Trump maintains that the tariff will preserve his principal source of economic leverage while generating significant revenue to replace funds expected from the invalidated duties. Some analysts estimate that, if sustained, the average tax burden on imports could settle at around 15.4 per cent, only modestly below levels prevailing before the court’s intervention. Simultaneously, the administration has directed the Office of the United States Trade Representative to initiate investigations into alleged unfair trade practices under Section 301 of the Trade Act. These probes will run during the 150-day window and could lay the groundwork for more targeted and permanent tariffs once the temporary measure expires.

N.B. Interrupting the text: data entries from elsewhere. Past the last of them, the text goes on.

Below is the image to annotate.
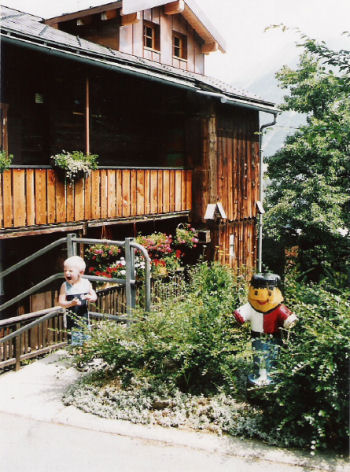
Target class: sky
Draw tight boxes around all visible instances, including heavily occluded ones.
[0,0,350,153]
[0,0,350,89]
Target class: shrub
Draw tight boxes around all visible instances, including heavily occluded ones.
[254,276,350,451]
[69,263,350,451]
[75,264,248,392]
[0,151,13,174]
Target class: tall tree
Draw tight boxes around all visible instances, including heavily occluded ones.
[265,36,350,283]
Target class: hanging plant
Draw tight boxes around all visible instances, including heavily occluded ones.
[174,223,198,248]
[0,151,13,174]
[50,151,98,183]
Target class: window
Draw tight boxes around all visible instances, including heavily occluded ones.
[143,22,160,51]
[173,33,187,59]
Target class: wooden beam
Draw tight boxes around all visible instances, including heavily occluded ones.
[121,11,141,26]
[45,1,122,26]
[101,10,117,21]
[202,41,219,54]
[77,15,93,26]
[164,0,185,15]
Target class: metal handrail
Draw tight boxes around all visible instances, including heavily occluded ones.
[0,307,65,344]
[0,233,151,315]
[0,237,67,278]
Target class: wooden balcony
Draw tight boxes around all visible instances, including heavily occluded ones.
[0,166,192,238]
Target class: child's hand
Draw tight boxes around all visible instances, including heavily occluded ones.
[71,298,81,306]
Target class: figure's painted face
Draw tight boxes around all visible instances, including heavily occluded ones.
[248,285,283,313]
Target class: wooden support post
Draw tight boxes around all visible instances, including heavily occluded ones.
[207,109,218,203]
[0,103,9,151]
[85,77,90,154]
[202,41,219,54]
[15,323,22,371]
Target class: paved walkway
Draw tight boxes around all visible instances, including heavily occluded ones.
[0,351,350,472]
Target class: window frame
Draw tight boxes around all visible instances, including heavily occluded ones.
[172,31,188,61]
[143,21,160,52]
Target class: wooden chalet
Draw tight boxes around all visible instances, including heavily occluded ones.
[0,0,277,318]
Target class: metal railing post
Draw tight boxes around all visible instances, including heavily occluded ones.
[15,323,22,371]
[125,238,135,315]
[67,233,77,257]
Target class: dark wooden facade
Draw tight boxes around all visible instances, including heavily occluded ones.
[0,2,276,314]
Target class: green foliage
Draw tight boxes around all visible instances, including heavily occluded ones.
[254,276,350,451]
[50,151,98,182]
[265,36,350,283]
[75,264,248,392]
[0,151,13,174]
[72,263,350,452]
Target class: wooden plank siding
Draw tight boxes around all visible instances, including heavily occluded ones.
[0,168,192,232]
[217,118,259,221]
[215,219,257,271]
[213,108,259,272]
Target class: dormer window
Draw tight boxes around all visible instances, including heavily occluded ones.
[143,21,160,51]
[173,33,187,59]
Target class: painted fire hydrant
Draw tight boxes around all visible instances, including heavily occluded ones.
[234,273,298,386]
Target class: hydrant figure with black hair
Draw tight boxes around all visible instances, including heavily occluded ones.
[234,273,298,386]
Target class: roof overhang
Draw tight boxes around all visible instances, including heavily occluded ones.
[45,0,226,53]
[0,28,279,114]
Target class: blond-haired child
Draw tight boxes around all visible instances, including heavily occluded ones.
[58,256,97,345]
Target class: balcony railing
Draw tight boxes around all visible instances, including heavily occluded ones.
[0,166,192,230]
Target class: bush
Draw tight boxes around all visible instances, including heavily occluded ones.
[254,276,350,451]
[75,264,248,393]
[69,263,350,451]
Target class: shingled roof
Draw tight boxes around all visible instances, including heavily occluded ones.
[0,6,278,114]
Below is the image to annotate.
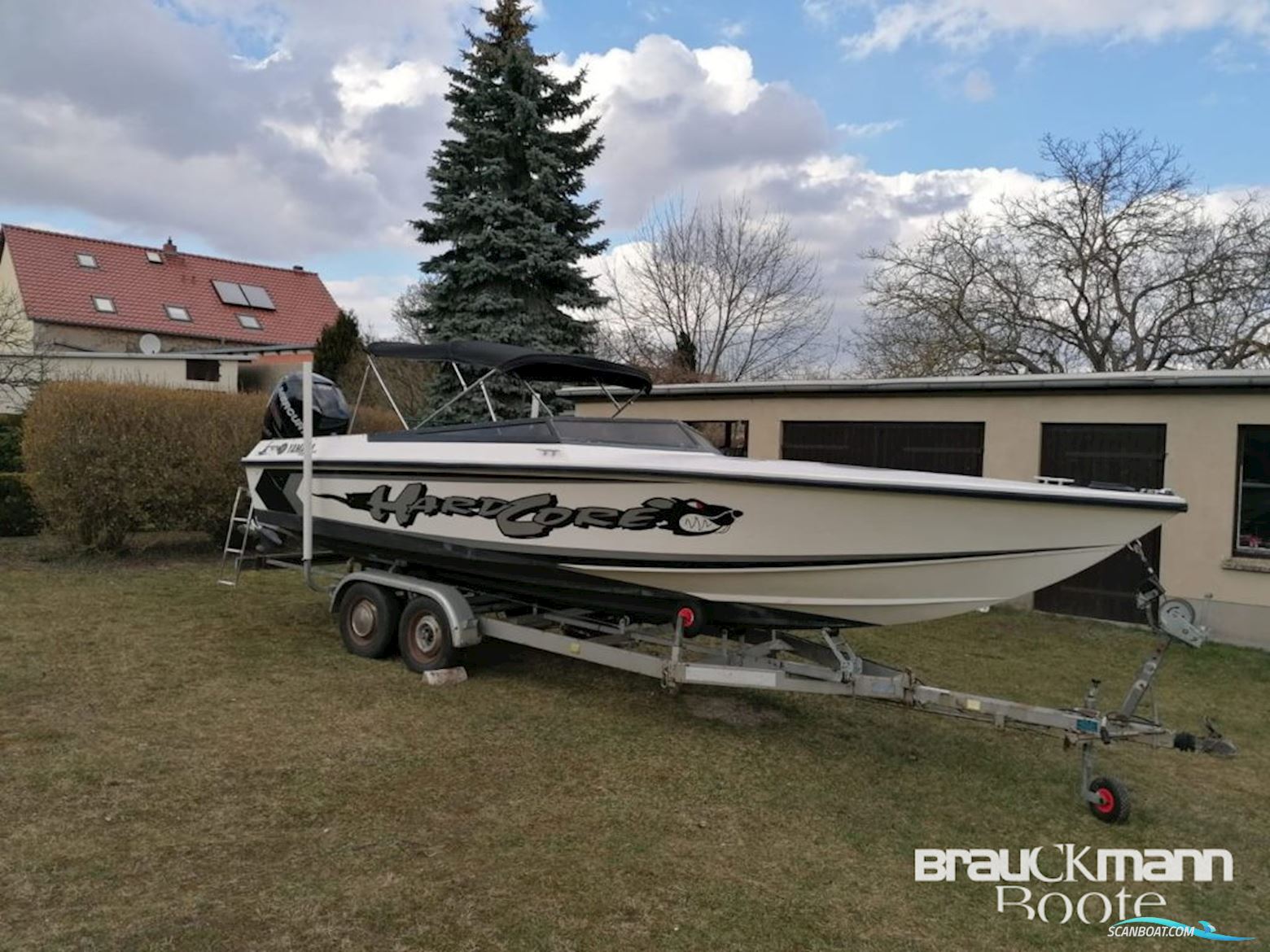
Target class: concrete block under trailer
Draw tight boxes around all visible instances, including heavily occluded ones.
[322,562,1234,823]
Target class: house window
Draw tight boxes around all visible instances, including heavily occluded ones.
[186,360,221,383]
[212,281,276,311]
[781,420,983,476]
[1234,426,1270,556]
[687,420,749,456]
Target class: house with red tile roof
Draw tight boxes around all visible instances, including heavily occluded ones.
[0,225,339,353]
[0,225,339,413]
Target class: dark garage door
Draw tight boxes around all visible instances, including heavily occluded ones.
[1035,422,1165,622]
[781,420,983,476]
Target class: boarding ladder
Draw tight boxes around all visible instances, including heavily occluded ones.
[216,486,256,587]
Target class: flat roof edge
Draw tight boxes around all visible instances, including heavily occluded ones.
[558,371,1270,400]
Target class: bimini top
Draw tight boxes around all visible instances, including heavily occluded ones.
[366,340,653,394]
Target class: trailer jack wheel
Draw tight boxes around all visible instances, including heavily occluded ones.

For India, however, the legal upheaval in Washington is unlikely to alter the immediate trajectory of bilateral trade. Prior to the court’s ruling, the United States and India had already concluded a separate interim trade arrangement operating outside the contested emergency framework. Under this reciprocal understanding, Washington agreed to reduce tariffs on Indian goods from 50 per cent to 18 per cent, while New Delhi eliminated duties on a wide range of American industrial and agricultural exports.

When asked whether the Supreme Court’s invalidation of the broader IEEPA tariffs would affect this bilateral pact, Trump responded bluntly that “nothing changes”. He confirmed that India would continue to face the agreed 18 per cent tariff on exports including textiles, footwear, chemicals and machinery. Praising Prime Minister Narendra Modi, Trump characterised the arrangement as a fair deal, emphasising that the United States is no longer paying tariffs to India while India continues to pay tariffs to the United States.

Because the interim framework rests on negotiated terms rather than the emergency authorities struck down by the court, its provisions remain intact. In effect, while the Supreme Court has clipped the wings of the administration’s broad unilateral tariff strategy, it has not undone the carefully structured bilateral deals already in place, keeping tariffs at the centre of Trump’s economic statecraft.